Intermission: Kelvin

Kelvin didn’t believe his luck when three months earlier, at the Pine Creek Fair, Kathleen had danced with him. Frank was drunk, only getting drunker and probably for a dig at Kelvin, had asked Kathleen to dance with him. Kelvin didn’t mind – at least he got to be close to possibly the most beautiful woman in all of Pine Creek. Frank and Kelvin had gone through school together, and they had always been poles apart- studious to rebellious, quiet to raucous, law abiding to criminally inclined, responsible to spontaneous- the list goes on. It was at the dance that he’d first smelt Kathleen’s perfume, his nose close enough to the nape of her neck as they danced to Frankie Valli’s “Can’t Take My Eyes Off of You”. He smelt hints of citrus and jasmine that gave him a heady, almost dizzy euphoria.

Much to Kelvin’s surprise, days after the fair, Kathleen approached him at the diner where he was seated alone, and slipped him a note written on a napkin. It read “Loved our dance, meet me Saturday 21:00 at the boathouse, near the oak tree”. And so their clandestine, non-consummated affair began. He’d counted down the minutes till that first rendezvous. In the three months, they hadn’t even shared a kiss, but it was hugely satisfying for Kelvin to be in the orbit of such a beauty, considering his last relationship, if it could be called that, was fourteen years earlier and had only lasted a handful of months. Kathleen had told him he’d reminded her of her father, but didn’t go into any further detail. He’d wondered what that meant was he the intellectual, quite type? He’d mused, while up late at night running their conversations through his mind over and over just to feel what he’d felt in her presence.

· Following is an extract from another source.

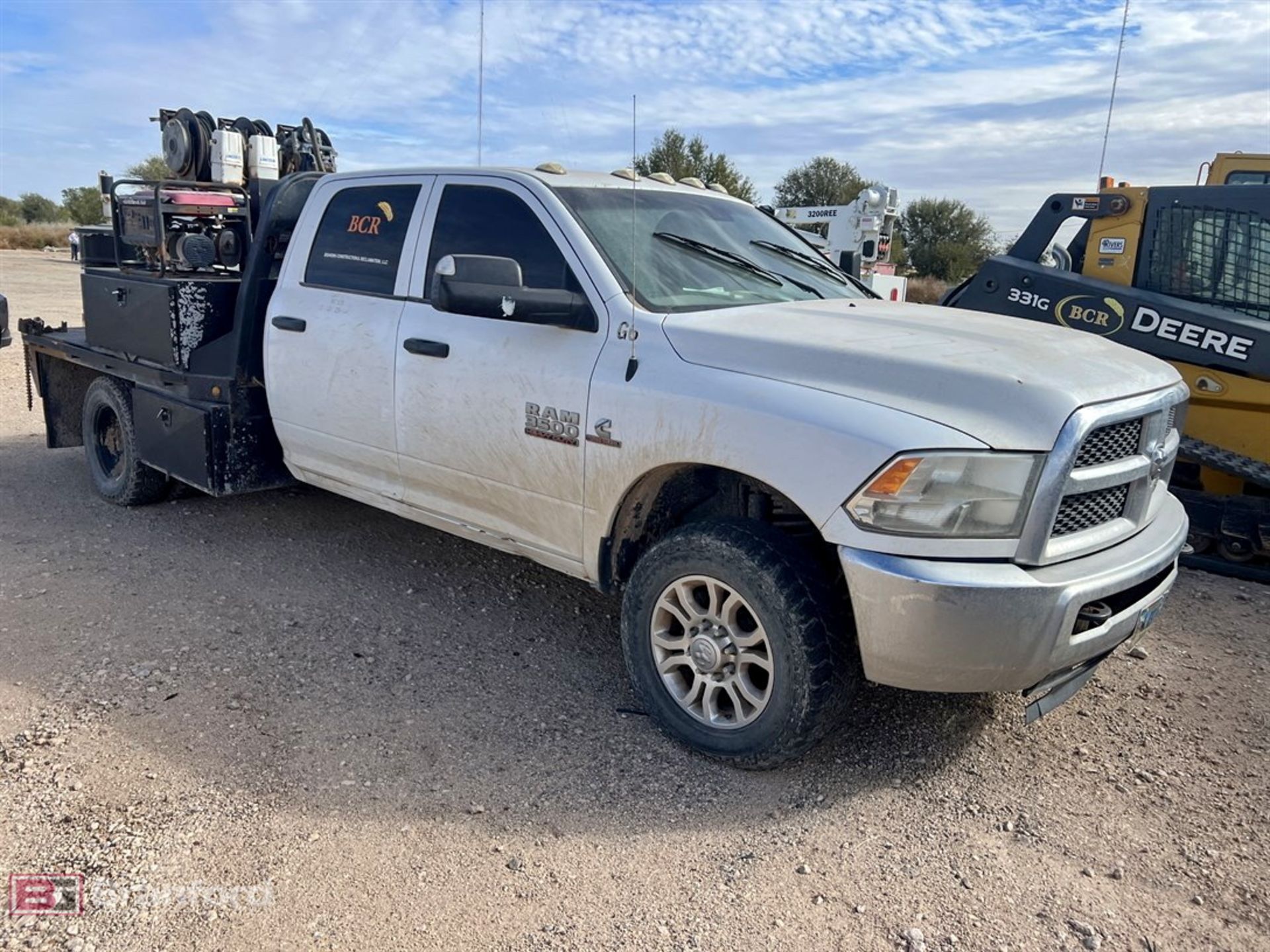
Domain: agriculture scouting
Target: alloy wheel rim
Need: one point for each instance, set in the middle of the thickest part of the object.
(712, 651)
(108, 438)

Now here they were, Frank dead and Kathleen at Kelvin’s place of employment, just across from him as he assessed her claim for Frank’s life insurance. Like the rest of Pine Creek, he’d been shocked when Frank went missing and was genuinely saddened when the search was called off and Frank was assumed dead. He was sad because he felt for Kathleen, who was torn between him and Frank, as she’d told Kelvin. With Frank gone, Kelvin couldn’t also help feeling pleased that there was now nothing in the way of him and Kathleen, though obviously they’d have to wait for an appropriate length of time to go public with their relationship. Kathleen had spoken to Kelvin discreetly at Frank’s wake and promised that things between them could now take their natural course. She even made mention of potentially buying a house on the lake, seeing as she’d a recipient of a bit of money through Frank’s life insurance.

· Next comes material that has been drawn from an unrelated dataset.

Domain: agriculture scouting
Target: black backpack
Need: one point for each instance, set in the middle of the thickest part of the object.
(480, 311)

It made Kelvin nervous to see Kathleen sitting there. He could smell her perfume wafting in through the small gap in the window of his booth that divided them, a welcome change to the smell of *Wite-Out and carbon copy paper that normally filled Hanson Merchant Insurance Co. Even with the scratched surface of the booth’s window, her beauty was on full display, making Kelvin cough as he tends to when he is nervous. Shuffling through her papers, his mind raced, with thoughts of what the future would hold, including thoughts that made his cheeks flush with embarrassment and a little shame too, seeing as Kathleen was only freshly widowed. Eileen, sitting just behind him, exacerbated his nervousness. She was busy typing letters to clients but he feared that she might pick up on something between him and Kathleen as women tend to.

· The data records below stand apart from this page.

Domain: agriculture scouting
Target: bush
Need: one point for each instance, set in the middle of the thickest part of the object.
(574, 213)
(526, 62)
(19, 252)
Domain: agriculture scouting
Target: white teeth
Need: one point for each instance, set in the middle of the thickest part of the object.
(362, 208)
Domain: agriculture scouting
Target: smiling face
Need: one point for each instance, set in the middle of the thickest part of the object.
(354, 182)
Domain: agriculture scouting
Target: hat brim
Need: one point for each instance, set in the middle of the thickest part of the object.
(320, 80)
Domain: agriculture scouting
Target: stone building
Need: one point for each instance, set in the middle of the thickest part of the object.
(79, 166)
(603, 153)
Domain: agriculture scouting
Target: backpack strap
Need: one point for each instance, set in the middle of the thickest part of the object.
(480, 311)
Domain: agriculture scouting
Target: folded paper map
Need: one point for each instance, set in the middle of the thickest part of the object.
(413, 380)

In his eagerness to end his great discomfort, as nice as it was to see Kathleen, he rushed though the claim, ticking boxes, marking his initials and rubber stamping the papers before stapling the appropriate sections and inserting the file into Eileen’s in-tray, ready to start the process of payment to Kathleen.

Relieved that he had finished processing her claim, he allowed himself to smile at Kathleen as he called out “excuse me ma’am.” Her perfume consumed him and he felt the familiar giddiness he has in her presence as she approached his booth. Not giving away a thing, drawing on her past as an actress, he thought, Kathleen asked “Is everything okay, can I go now?” to which he informed her that her claim had been successful, although betrayed by his stutter which meant he had to say it a few times.

 

Draw from a previous story you’ve written. This time, shake things up and shine the limelight on one of your secondary characters (prompt from The Daily Post writing challenge on sidekicks/partner’s in crime). Based on this previously published story.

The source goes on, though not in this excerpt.